WASHINGTON, D.C. and ROME -- At the dawn of the third millennium, three-quarters of the world's 852 million men and women suffering from hunger are found in rural areas and depend on agriculture for their survival. Most of them are landless farmers or have such tiny or unproductive plots of land that they cannot feed their families.

For many of these poor farmers, new development opportunities in rural areas would allow more equitable access to basic land and water resources while offering an escape from hunger and poverty, noted FAO today.

In order to put these issues at the heart of the debate, FAO is organizing next week's International Conference on Agrarian Reform and Rural Development at Porto Alegre, Brazil, March 6-10, 2006. The conference will take place on the campus of the Pontifical Catholic University of Rio Grande do Sul, with the financial and logistical support of the Brazilian government.

"We have just 10 years to reach 2015, the target date set by the international community to reduce by half the number of hungry people in the world," said Parviz Koohafkan, executive secretary of ICARRD.

"Since the very poorest are landless farmers everywhere, it will not be possible to achieve the Millennium Development Goals unless we find sustainable solutions to the challenge existing in the world's rural areas.
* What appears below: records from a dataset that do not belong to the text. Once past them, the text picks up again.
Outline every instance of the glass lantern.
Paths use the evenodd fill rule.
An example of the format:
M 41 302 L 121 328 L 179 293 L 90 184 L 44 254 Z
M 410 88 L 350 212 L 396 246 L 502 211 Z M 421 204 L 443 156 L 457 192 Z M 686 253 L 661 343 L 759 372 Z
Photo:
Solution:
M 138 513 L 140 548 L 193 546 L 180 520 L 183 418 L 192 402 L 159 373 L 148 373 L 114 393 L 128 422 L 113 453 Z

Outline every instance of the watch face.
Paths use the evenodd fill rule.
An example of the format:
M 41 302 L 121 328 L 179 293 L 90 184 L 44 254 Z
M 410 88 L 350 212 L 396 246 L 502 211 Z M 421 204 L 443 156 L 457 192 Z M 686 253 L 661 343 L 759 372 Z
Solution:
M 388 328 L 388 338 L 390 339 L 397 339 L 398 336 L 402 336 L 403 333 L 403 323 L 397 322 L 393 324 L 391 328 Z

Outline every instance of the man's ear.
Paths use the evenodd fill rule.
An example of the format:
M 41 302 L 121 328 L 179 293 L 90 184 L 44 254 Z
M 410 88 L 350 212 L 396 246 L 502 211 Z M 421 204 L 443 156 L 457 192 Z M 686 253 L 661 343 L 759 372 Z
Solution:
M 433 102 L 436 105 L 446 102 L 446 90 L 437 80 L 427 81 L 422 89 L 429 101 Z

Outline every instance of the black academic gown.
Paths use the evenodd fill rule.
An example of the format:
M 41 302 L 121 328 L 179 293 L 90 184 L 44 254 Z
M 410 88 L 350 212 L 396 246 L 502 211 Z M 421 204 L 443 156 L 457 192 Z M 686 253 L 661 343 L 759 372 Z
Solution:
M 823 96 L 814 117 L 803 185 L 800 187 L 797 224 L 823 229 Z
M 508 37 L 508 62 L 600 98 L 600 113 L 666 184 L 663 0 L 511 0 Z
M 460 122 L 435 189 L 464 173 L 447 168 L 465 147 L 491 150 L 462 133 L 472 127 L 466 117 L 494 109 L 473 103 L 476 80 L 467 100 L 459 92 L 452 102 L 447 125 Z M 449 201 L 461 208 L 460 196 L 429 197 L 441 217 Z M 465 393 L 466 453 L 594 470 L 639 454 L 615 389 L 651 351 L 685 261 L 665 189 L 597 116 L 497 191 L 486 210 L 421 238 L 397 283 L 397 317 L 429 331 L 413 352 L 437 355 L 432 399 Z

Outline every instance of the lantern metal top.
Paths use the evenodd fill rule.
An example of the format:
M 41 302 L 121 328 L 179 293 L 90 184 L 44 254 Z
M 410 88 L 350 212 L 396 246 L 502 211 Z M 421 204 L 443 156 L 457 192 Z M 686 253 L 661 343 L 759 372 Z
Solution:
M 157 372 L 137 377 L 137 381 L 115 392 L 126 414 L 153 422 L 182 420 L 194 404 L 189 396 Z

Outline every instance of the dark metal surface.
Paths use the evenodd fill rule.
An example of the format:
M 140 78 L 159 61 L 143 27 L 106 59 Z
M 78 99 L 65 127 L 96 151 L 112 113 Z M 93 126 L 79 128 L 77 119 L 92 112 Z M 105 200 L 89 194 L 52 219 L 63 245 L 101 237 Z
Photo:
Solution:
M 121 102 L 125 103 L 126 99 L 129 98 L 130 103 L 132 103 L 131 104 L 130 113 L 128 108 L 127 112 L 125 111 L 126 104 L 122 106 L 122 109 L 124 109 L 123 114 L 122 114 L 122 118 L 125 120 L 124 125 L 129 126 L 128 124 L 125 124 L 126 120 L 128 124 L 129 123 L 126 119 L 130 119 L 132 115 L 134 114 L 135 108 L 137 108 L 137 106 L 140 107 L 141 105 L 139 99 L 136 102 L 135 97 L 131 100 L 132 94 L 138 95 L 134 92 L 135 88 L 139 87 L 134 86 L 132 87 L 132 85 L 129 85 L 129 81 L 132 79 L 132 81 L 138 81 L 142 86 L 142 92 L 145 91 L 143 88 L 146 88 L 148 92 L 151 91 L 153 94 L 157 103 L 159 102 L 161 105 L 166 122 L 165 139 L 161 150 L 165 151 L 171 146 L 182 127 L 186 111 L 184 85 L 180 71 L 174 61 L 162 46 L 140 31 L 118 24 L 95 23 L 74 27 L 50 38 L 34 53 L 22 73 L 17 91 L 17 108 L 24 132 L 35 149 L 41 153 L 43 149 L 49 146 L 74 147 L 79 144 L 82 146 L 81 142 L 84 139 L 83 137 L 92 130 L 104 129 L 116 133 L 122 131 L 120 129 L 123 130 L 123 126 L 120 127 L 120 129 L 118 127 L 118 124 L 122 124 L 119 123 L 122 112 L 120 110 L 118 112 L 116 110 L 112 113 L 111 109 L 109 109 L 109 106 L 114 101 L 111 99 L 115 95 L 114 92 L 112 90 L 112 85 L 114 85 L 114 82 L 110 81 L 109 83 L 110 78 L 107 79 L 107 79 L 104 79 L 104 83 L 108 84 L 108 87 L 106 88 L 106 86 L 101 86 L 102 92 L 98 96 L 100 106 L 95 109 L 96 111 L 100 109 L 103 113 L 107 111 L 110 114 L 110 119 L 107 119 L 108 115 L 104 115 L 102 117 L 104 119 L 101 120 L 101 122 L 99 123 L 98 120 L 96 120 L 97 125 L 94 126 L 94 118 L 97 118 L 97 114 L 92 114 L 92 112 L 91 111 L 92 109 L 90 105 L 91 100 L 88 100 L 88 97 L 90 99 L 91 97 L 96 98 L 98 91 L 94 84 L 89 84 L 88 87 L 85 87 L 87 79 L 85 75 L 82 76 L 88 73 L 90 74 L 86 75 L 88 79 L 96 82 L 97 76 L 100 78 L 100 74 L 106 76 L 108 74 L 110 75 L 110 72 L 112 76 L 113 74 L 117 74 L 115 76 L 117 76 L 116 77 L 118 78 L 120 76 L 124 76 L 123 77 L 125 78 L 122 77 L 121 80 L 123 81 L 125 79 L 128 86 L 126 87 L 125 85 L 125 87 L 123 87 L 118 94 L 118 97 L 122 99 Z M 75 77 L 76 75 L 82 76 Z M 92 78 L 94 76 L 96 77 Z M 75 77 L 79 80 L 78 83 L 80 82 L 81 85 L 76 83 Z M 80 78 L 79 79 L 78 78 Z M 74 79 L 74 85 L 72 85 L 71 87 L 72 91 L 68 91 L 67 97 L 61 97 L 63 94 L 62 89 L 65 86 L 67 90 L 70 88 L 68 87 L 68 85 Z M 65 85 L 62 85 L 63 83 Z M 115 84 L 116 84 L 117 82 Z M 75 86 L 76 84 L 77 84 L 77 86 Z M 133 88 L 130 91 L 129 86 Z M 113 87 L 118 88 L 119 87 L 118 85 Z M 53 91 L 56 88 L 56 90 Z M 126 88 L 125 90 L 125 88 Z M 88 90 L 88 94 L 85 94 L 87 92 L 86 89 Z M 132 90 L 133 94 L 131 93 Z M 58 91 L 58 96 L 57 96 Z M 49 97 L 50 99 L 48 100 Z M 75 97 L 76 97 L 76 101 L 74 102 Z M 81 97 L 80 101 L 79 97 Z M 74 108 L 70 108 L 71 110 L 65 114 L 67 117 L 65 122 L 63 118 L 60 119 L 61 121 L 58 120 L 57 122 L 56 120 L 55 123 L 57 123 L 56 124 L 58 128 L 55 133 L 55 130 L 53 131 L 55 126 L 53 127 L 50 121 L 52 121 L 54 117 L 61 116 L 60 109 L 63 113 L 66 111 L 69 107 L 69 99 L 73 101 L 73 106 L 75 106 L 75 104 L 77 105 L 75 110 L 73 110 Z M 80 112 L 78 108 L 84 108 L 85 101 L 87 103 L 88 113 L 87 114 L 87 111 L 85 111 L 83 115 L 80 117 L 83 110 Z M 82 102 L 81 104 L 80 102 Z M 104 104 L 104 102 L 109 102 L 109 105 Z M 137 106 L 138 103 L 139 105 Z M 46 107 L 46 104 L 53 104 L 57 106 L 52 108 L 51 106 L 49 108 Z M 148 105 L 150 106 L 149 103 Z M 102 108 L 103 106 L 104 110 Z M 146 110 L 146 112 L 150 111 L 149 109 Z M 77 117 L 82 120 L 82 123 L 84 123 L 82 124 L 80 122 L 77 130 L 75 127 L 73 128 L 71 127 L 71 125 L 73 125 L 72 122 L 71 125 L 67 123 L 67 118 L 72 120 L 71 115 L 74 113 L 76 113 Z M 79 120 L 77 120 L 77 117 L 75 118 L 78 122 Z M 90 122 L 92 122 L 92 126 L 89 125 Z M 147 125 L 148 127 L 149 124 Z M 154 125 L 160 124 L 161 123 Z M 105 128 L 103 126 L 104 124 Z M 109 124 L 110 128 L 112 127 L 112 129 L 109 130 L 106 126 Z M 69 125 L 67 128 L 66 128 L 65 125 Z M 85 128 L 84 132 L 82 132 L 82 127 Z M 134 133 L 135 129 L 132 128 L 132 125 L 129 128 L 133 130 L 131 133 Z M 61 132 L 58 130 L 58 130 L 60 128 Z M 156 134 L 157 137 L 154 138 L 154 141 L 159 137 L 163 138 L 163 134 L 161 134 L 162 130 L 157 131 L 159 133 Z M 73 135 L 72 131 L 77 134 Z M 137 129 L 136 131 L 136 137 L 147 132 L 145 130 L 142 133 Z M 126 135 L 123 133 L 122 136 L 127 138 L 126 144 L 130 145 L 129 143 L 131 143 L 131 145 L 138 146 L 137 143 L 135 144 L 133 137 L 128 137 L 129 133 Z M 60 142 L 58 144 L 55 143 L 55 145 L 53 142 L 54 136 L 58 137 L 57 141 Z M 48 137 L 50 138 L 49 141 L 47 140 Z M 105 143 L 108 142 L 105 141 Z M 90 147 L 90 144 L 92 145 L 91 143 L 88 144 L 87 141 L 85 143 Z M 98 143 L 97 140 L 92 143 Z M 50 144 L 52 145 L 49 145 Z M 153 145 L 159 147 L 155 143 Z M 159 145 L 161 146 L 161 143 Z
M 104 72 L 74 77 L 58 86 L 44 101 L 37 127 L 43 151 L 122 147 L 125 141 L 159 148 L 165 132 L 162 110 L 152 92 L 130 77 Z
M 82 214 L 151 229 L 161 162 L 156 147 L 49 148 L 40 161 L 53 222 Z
It is an appointment we cannot afford to miss."

Convinced that agrarian reform must be tailored to meet the needs of individual countries and that there is no magic formula for resolving global land problems, the Conference aims to foster alliances between governments, small farmers' organizations, international institutions, donors and civil society as a means of assisting the world's poorest people to gain better access to basic productive resources.

The conference opens on Monday, March 6, with the participation of Brazilian President Luiz Inacio Lula da Silva, who has made combating hunger and rural poverty one of his chief priorities.

FAO Director-General Jacques Diouf will also be present at the inauguration, to which heads of state of all Latin American countries have been invited. Jacques Diouf has urged FAO's member states to take an active part in ICARRD in order to identify options and opportunities for reducing poverty and hunger in the world's rural areas.

Five main themes will be the subject of intense debate in the commissions, working groups and at special events. The conference will conclude with a final declaration and plan of action.

Between March 6 and 9, a parallel forum on "Land, Territory and Dignity" will be organized by civil society groups and attended by NGOs and small farmers' movements from around the globe.